Campbell’s interview subjects all follow Winston Blackmore, who was Bountiful’s FLDS bishop until being ex-communicated in 2002.

Campbell rejects criticism of her research, saying in her affidavit that “my research interviews … offered a balanced portrayal of what their lives are like.”

Those who are in polygamous marriages “were able to identify, acknowledge and talk about difficult aspects of polygamy.”

Some others had “chosen monogamous marriage.” Yet, Campbell also explains that fundamentalist Mormons do not choose their marriage partners. Instead, they believe they are chosen by God, who reveals those pairings to the prophet when the time is right. In turn, the prophet (or the bishop) tells the couple, who frequently don’t know one another, of God’s choice for them.

Campbell offers no evidence other than unnamed women’s assertions that girls as young as 15 and 16 are no longer being placed in arranged marriages.

And she has nothing to back her claims that women are free to choose contraception, other than her assertion that “some” women told her that they wanted birth control that was “invisible” to their husbands; others had sought information about “natural birth control” and another who described contraception as “taboo” and “very frowned upon.”
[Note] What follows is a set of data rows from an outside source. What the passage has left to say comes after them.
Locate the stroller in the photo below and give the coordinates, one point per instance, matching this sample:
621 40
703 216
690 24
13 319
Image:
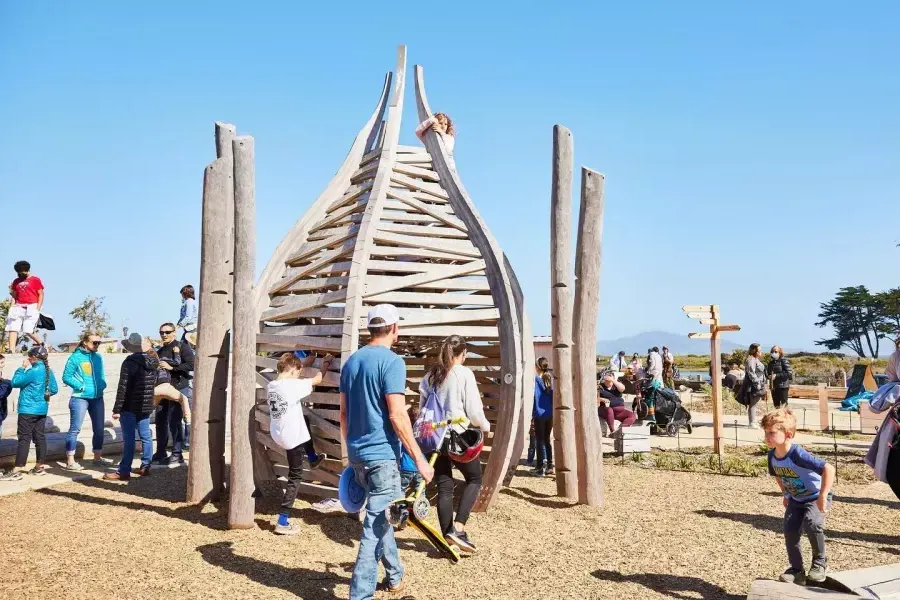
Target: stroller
670 414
  1. “Campbell offers no evidence other than unnamed women’s assertions that girls as young as 15 and 16 are no longer being placed in arranged marriages.”

    She won’t be able to prove a negative, the Govt has to prove that underage marriages are taking place.

    “And she has nothing to back her claims that women are free to choose contraception”

    Again, do you have proof that women are not free to choose contraception? Until recently the Catholic Church deemed contraception to be “illegal”.

    • agreed, proving that illegal activity is occurring is the responsibility of the crown, unless “innocent until proven guilty” got tossed out and no one told me.

  2. So are all these criticisms applicable to polygamy? or to the FLDS church? The author is concentrating on how the FLDS live polygamy.

  3. Saskatchewan has already concluded in two seperate constitutional questions act court cases (1999 and 2009) that Saskatchewan family law courts have the power and authority to authorize unmarried persons to be the same time spouses of married persons, without harm to the constitutional rights of the individuals or without invoking any defaults of the criminal code against polygamy. Consent of the parties is not required. It follows that a religious based authority should also have the authority to perform the identical consent and recognition of spousal status for members. If BC wants to criminalize only multiple spousal relationships that are based on consenting religious beliefs, that could be considered to be highly discriminatory on the basis of religion only. In that case, it is likely the Supreme court of Canada will toss out the offending legislation (s.293)as both discriminatory and unequal treatment of Canadians versus other provincial legislative laws and authorities.

    Winick v. Trustees-judicial finding in Saskatchewan:

    “As the formation of a common-law relationship does not require the solemnization of a marriage, there is no risk of violating the criminal sanction against bigamy.”

    “The formation of a common-law relationship is not hindered by the existence of a subsisting marriage.
    Mutual intention of the parties consummated by their conduct, perhaps with an expressive public component, is all that is required for the formation of the relationship.”

    The above judicial findings of the law seems to indicate that Bountiful leaders can quite legitimately marry a spouse and then take a number of other spouses under “cohabitation as spouses”. I think this is what Bountiful authorities said happened? If these multi-spousal relationships are recognized by governments, then it remains open to Bountiful polygamists to “claim” only one civilly married spouse and the rest can legitimately be recognized as common law spouses or “cohabitation as spouses” spouses. There is nothing illegal about family law courts authorizing non consenting subsequent spouses under Canadian law.